Open in Colab Copy S3 URI

How to use

documentAssembler = DocumentAssembler()\
      .setInputCol("text")\
      .setOutputCol("ner_chunk")

sbert_embedder = BertSentenceEmbeddings\
      .pretrained('sbiobert_base_cased_mli','en','clinical/models')\
      .setInputCols(["ner_chunk"])\
      .setOutputCol("sbert_embeddings")

resolver = SentenceEntityResolverModel\
      .pretrained("sbiobertresolve_snomed_procedures_measurements", "en", "clinical/models") \
      .setInputCols(["ner_chunk", "sbert_embeddings"]) \
      .setOutputCol("snomed_code")

pipelineModel = PipelineModel(
    stages = [
        documentAssembler,
        sbert_embedder,
        resolver])

l_model = LightPipeline(pipelineModel)
result = l_model.fullAnnotate(['coronary calcium score', 'heart surgery', 'ct scan', 'bp value'])
val document_assembler = DocumentAssembler()
      .setInputCol("text")
      .setOutputCol("ner_chunk")

val sbert_embedder = BertSentenceEmbeddings
      .pretrained("sbiobert_base_cased_mli","en","clinical/models")
      .setInputCols(Array("ner_chunk"))
      .setOutputCol("sbert_embeddings")

val resolver = SentenceEntityResolverModel
      .pretrained("sbiobertresolve_snomed_procedures_measurements", "en", "clinical/models) 
      .setInputCols(Array("ner_chunk", "sbert_embeddings")) 
      .setOutputCol("snomed_code")

val pipelineModel= new PipelineModel().setStages(Array(document_assembler, sbert_embedder, resolver))

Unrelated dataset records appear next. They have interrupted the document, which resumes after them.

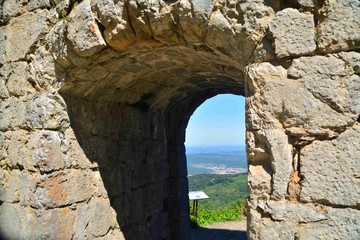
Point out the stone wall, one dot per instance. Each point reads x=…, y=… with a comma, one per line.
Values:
x=95, y=97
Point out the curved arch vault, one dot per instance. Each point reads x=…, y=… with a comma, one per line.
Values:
x=96, y=97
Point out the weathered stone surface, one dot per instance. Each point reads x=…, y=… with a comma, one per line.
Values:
x=3, y=43
x=275, y=141
x=193, y=17
x=308, y=3
x=15, y=76
x=13, y=112
x=22, y=34
x=101, y=211
x=113, y=16
x=330, y=80
x=83, y=31
x=48, y=151
x=47, y=111
x=289, y=101
x=91, y=137
x=335, y=32
x=333, y=228
x=12, y=8
x=331, y=170
x=9, y=185
x=17, y=222
x=293, y=32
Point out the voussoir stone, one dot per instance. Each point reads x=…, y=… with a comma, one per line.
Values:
x=331, y=170
x=83, y=31
x=339, y=28
x=293, y=33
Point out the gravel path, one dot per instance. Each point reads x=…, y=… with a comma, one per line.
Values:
x=221, y=231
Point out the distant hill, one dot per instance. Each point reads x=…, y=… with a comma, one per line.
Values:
x=220, y=160
x=223, y=190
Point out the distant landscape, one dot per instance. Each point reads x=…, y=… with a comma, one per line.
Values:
x=220, y=172
x=216, y=160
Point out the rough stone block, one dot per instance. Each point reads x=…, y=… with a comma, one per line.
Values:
x=56, y=223
x=331, y=170
x=331, y=80
x=293, y=32
x=22, y=34
x=44, y=73
x=47, y=111
x=17, y=222
x=12, y=8
x=15, y=76
x=339, y=224
x=63, y=188
x=113, y=16
x=337, y=32
x=9, y=185
x=49, y=151
x=291, y=104
x=101, y=217
x=83, y=31
x=2, y=45
x=13, y=114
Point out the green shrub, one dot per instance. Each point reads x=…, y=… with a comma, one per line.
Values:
x=207, y=216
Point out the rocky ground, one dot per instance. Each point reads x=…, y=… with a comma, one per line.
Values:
x=221, y=231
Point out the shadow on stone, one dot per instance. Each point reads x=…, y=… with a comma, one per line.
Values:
x=201, y=233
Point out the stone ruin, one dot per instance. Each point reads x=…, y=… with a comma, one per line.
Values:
x=95, y=96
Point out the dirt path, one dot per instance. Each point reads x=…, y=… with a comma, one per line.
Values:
x=221, y=231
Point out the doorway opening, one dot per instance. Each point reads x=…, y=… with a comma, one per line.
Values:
x=217, y=168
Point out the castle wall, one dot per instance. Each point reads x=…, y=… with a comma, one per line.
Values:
x=95, y=97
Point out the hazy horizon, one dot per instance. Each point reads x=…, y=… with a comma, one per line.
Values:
x=218, y=122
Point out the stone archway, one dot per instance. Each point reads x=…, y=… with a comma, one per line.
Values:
x=96, y=94
x=130, y=123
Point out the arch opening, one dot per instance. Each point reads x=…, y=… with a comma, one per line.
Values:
x=217, y=164
x=129, y=115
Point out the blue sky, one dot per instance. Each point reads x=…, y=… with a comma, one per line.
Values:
x=219, y=121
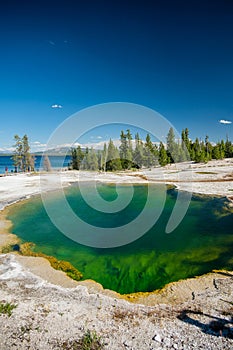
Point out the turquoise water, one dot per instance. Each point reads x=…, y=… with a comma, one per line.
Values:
x=202, y=242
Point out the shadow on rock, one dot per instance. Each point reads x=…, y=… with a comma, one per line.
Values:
x=215, y=326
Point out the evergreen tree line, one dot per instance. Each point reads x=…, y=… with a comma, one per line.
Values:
x=23, y=160
x=148, y=154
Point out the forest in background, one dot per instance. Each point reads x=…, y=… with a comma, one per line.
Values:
x=135, y=154
x=131, y=154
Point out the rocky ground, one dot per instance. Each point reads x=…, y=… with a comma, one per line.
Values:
x=49, y=316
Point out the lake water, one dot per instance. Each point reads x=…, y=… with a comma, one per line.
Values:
x=202, y=242
x=56, y=162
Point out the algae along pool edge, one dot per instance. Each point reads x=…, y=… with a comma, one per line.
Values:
x=202, y=242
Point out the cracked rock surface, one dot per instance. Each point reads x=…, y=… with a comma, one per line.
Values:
x=49, y=316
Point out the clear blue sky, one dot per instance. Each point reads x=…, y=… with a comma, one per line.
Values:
x=173, y=56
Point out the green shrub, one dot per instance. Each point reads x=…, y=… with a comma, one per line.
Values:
x=6, y=308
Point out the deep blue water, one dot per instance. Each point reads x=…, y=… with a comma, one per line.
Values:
x=56, y=162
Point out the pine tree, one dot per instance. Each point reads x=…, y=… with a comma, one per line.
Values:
x=18, y=154
x=93, y=161
x=126, y=155
x=138, y=156
x=163, y=158
x=46, y=163
x=104, y=158
x=113, y=158
x=150, y=153
x=172, y=147
x=25, y=154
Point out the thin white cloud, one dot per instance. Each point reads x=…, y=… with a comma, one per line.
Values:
x=56, y=106
x=222, y=121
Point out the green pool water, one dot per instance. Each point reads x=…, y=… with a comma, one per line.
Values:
x=202, y=242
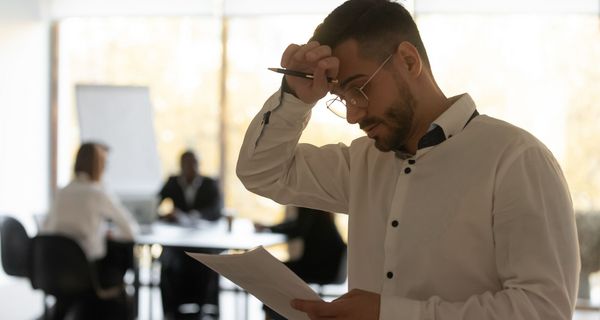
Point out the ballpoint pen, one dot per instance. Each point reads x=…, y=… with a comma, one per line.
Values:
x=300, y=74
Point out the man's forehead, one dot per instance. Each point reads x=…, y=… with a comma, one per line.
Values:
x=352, y=64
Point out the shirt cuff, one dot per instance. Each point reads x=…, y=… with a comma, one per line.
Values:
x=393, y=308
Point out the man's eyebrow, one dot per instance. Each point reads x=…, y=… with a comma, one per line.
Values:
x=344, y=83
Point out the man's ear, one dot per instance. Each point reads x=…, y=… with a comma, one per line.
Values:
x=408, y=59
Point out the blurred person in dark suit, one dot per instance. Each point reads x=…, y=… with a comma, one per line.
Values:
x=184, y=280
x=322, y=247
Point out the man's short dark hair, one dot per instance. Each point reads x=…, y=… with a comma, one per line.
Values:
x=379, y=26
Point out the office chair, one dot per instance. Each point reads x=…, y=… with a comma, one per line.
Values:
x=61, y=269
x=15, y=247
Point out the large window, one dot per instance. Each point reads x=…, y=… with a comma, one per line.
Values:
x=537, y=71
x=540, y=72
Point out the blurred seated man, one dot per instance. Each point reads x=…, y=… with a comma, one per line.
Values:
x=322, y=247
x=81, y=211
x=184, y=280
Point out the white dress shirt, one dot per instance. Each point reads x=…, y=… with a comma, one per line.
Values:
x=477, y=227
x=80, y=211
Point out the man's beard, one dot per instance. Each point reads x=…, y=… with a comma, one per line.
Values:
x=398, y=118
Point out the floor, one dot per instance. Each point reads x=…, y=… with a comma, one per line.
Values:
x=19, y=302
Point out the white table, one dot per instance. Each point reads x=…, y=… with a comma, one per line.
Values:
x=200, y=236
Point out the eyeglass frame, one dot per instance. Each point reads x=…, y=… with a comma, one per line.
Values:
x=338, y=99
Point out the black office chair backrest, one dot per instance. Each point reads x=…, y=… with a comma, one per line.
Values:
x=15, y=247
x=60, y=267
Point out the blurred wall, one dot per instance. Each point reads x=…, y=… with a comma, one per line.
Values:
x=24, y=108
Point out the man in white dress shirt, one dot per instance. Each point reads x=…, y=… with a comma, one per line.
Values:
x=452, y=214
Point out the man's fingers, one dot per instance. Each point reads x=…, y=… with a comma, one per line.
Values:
x=300, y=54
x=316, y=309
x=288, y=53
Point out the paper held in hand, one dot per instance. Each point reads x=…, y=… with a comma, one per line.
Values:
x=263, y=276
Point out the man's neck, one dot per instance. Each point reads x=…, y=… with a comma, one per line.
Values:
x=432, y=107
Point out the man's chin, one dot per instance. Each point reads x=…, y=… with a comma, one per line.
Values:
x=381, y=145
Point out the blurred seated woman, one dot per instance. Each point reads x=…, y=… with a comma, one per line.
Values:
x=82, y=210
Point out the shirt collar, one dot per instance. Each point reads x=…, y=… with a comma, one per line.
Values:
x=449, y=123
x=456, y=117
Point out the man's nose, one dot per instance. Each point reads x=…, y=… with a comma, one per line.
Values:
x=354, y=115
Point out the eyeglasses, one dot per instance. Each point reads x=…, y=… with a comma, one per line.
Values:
x=354, y=97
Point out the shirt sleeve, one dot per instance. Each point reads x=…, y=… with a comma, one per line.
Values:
x=120, y=216
x=272, y=164
x=537, y=253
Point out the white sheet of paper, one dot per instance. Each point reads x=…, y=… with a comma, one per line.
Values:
x=265, y=277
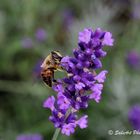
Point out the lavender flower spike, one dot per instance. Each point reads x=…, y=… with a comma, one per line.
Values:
x=81, y=79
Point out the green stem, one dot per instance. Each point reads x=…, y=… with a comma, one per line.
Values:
x=56, y=133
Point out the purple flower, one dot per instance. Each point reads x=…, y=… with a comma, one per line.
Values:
x=49, y=103
x=41, y=34
x=68, y=129
x=63, y=102
x=101, y=76
x=134, y=116
x=136, y=10
x=133, y=59
x=82, y=122
x=68, y=18
x=96, y=92
x=29, y=137
x=27, y=43
x=81, y=83
x=107, y=40
x=37, y=69
x=85, y=36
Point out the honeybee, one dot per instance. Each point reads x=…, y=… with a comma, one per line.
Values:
x=49, y=65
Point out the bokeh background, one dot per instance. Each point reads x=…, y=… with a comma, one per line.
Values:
x=30, y=29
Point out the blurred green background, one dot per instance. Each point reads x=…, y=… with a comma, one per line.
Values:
x=30, y=29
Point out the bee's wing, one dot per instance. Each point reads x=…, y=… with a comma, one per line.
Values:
x=56, y=56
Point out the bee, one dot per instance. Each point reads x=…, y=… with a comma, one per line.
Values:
x=49, y=65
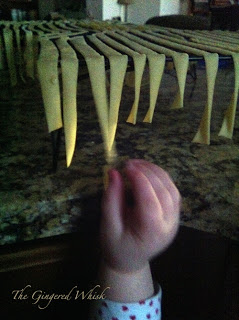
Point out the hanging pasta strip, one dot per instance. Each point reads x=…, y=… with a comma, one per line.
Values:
x=47, y=66
x=156, y=69
x=181, y=61
x=229, y=118
x=69, y=68
x=228, y=123
x=8, y=42
x=139, y=65
x=118, y=66
x=96, y=67
x=211, y=60
x=29, y=53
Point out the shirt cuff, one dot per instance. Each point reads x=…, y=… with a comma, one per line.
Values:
x=145, y=309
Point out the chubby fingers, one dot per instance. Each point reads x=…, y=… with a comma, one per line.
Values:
x=160, y=178
x=154, y=182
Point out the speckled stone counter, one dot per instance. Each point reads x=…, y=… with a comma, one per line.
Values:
x=37, y=203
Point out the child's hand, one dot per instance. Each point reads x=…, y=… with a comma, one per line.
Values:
x=132, y=235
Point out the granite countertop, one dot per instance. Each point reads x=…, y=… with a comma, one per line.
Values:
x=37, y=203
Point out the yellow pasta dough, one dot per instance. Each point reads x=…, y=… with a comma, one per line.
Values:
x=229, y=118
x=47, y=66
x=118, y=66
x=139, y=65
x=29, y=54
x=96, y=67
x=181, y=61
x=156, y=69
x=69, y=68
x=211, y=60
x=8, y=41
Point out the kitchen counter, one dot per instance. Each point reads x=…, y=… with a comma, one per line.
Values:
x=38, y=203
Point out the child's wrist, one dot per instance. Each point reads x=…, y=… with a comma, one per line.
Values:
x=124, y=286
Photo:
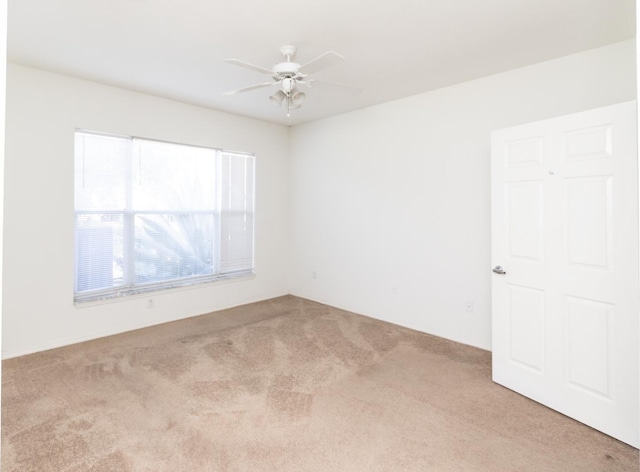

val l_model = LightPipeline(pipelineModel)
val result = l_model.fullAnnotate(Array("coronary calcium score", "heart surgery", "ct scan", "bp value"))
import nlu
nlu.load("en.resolve.snomed.procedures_measurements").predict("""coronary calcium score""")

Results

|    | chunk                  |      code | code_description              | all_k_code_desc                                                                 | all_k_codes                                                                                                                                                     |
|---:|:-----------------------|----------:|:------------------------------|:--------------------------------------------------------------------------------|:----------------------------------------------------------------------------------------------------------------------------------------------------------------|
|  0 | coronary calcium score | 450360000 | Coronary artery calcium score | ['450360000', '450734004', '1086491000000104', '1086481000000101', '762241007'] | ['Coronary artery calcium score', 'Coronary artery calcium score', 'Dundee Coronary Risk Disk score', 'Dundee Coronary Risk rank', 'Dundee Coronary Risk Disk'] |
|  1 | heart surgery          |   2598006 | Open heart surgery            | ['2598006', '64915003', '119766003', '34068001', '233004008']                   | ['Open heart surgery', 'Operation on heart', 'Heart reconstruction', 'Heart valve replacement', 'Coronary sinus operation']                                     |
|  2 | ct scan                | 303653007 | CT of head                    | ['303653007', '431864000', '363023007', '418272005', '241577003']               | ['CT of head', 'CT guided injection', 'CT of site', 'CT angiography', 'CT of spine']                                                                            |
|  3 | bp value               |  75367002 | Blood pressure                | ['75367002', '6797001', '723232008', '46973005', '427732000']                   | ['Blood pressure', 'Mean blood pressure', 'Average blood pressure', 'Blood pressure taking', 'Speed of blood pressure response']                                |

Model Information

Model Name: sbiobertresolve_snomed_procedures_measurements
Compatibility: Healthcare NLP 3.3.0+
License: Licensed
Edition: Official
Input Labels: [sentence_chunk_embeddings]
Output Labels: [output]
Language: en
Case sensitive: false

Data Source

Trained on SNOMED code dataset with sbiobert_base_cased_mli sentence embeddings.